Life is an adventure. This week was a trip.
This is the first week in my entire married life, 31 years to be exact, that I haven’t stepped foot in a grocery store…or ANY store, for that matter. I simply didn’t have time! Thank God for a daughter who was willing and able to help. Or the cupboards would have been bare.
My first week in school after 25 plus years was interesting, stretching, enjoyable to a degree, and busy, busy, busy! The 2 to 1 Ratio is what “they” deem is necessary to have a successful college career. For every one hour spent in class, you are to spend two at home, studying. I’m pretty sure I met that quota this week. Not so sure how realistic it is, unless you are a full-time student who lives at home with your parents and you don’t have to work.
We talked about The Pie of Life in one of our classes. The concept is simply that we all have a 24 hour pie. We divide it into three or four segments in order to reduce our stress and get the most out of our days.
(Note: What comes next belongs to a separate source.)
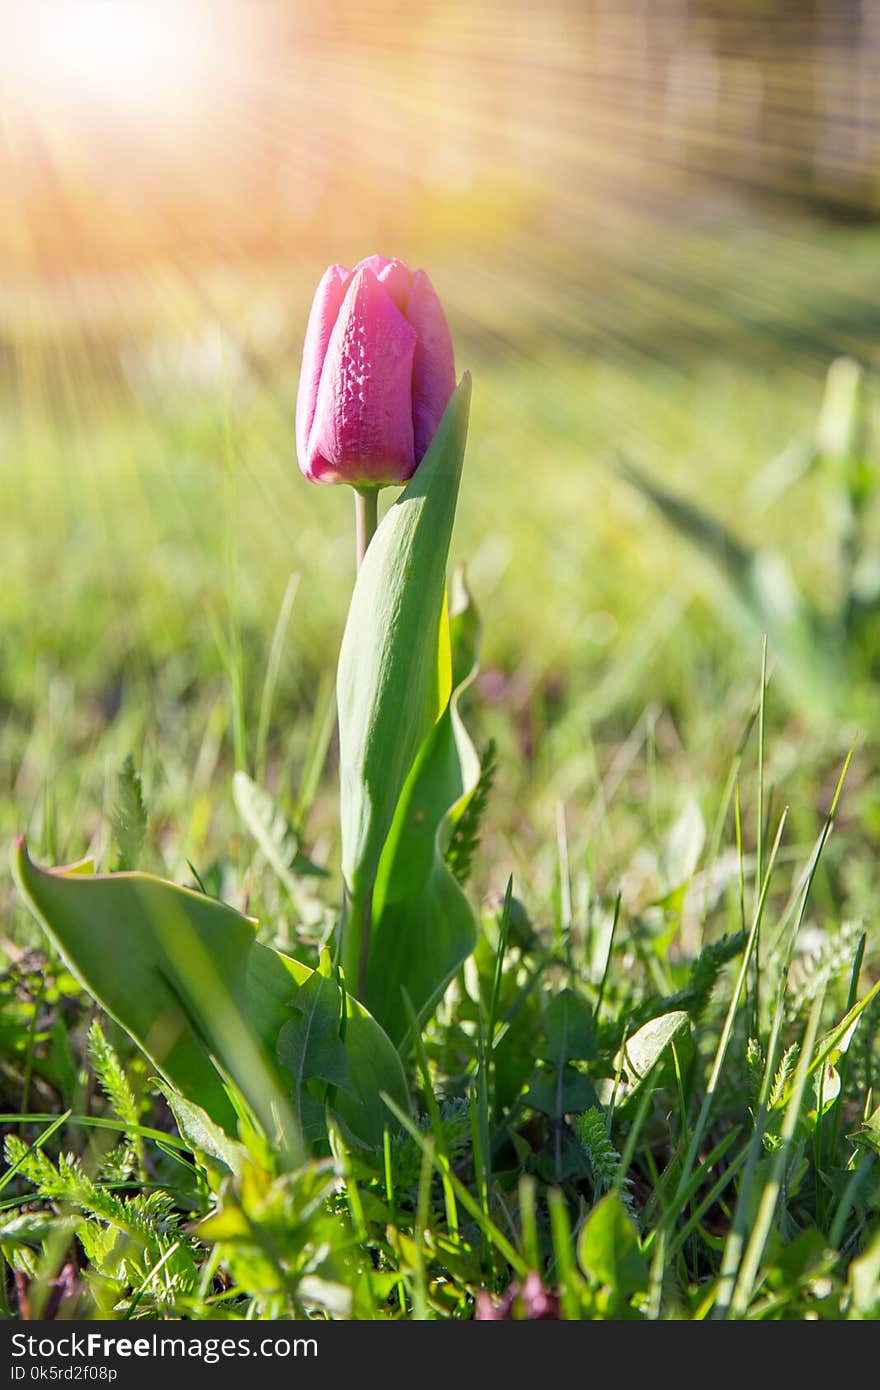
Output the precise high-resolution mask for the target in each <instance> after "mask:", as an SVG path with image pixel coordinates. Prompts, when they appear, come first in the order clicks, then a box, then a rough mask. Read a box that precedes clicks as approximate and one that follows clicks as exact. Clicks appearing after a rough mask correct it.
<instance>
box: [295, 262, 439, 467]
mask: <svg viewBox="0 0 880 1390" xmlns="http://www.w3.org/2000/svg"><path fill="white" fill-rule="evenodd" d="M455 384H456V382H455V359H453V353H452V338H450V336H449V325H448V324H446V316H445V314H443V310H442V306H441V302H439V299H438V297H437V295H435V292H434V286H432V285H431V281H430V279H428V277H427V275H425V272H424V271H423V270H417V271H416V272H413V271H412V270H410V268H409V265H406V264H405V263H403V261H400V260H395V259H391V260H388V259H386V257H385V256H367V259H366V260H361V261H359V264H357V265H356V267H355V270H353V271H349V270H345V267H342V265H331V267H329V270H328V271H325V274H324V277H323V279H321V282H320V285H318V288H317V291H316V295H314V302H313V304H311V314H310V316H309V328H307V329H306V343H304V346H303V366H302V371H300V378H299V396H298V400H296V453H298V457H299V466H300V468H302V471H303V473H304V475H306V477H307V478H310V480H311V482H349V484H352V485H353V486H356V488H371V486H386V485H389V484H400V482H406V480H407V478H410V477H412V475H413V473H414V471H416V468H417V467H418V464H420V463H421V460H423V457H424V455H425V453H427V450H428V445H430V443H431V439H432V438H434V435H435V432H437V427H438V425H439V423H441V417H442V414H443V410H445V409H446V404H448V403H449V398H450V396H452V393H453V391H455Z"/></svg>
I want a bigger pie, please!
I rewarded myself with a movie last night from Redbox. I didn’t have classes yesterday, but I did three cleaning jobs and a few hours of studying. I rented Soul Surfer. I’ve wanted to see that movie for a while. It wasn’t a fun movie to watch, that’s for sure, but it was inspiring.
I could identify with Bethany Hamilton in several aspects of the movie. I haven’t lost an arm or any such limb, but I often feel as if I am flailing around in life with but one arm to keep me afloat. I’ve felt that way often this last year. I felt that way this week, but in a different way. The movie put some things into perspective for me and made things a bit clearer.
We all experience loss. We all have difficult things to deal with. That’s called life. It’s not so much about what happens to us as it is about how we deal with things that come our way. Some people have way more adverse things to deal with than others and in that respect, life isn’t fair. But of this I am sure, we are never given more than we are able to handle, though it often feels that way.
My aim, my vision, my goal, my purpose or whatever term you want to place on it, is to take those things I have gone through and turn them around for good. Or better yet, allow God to do that in my life because that’s what He does best.
And a bigger pie wouldn’t hurt either!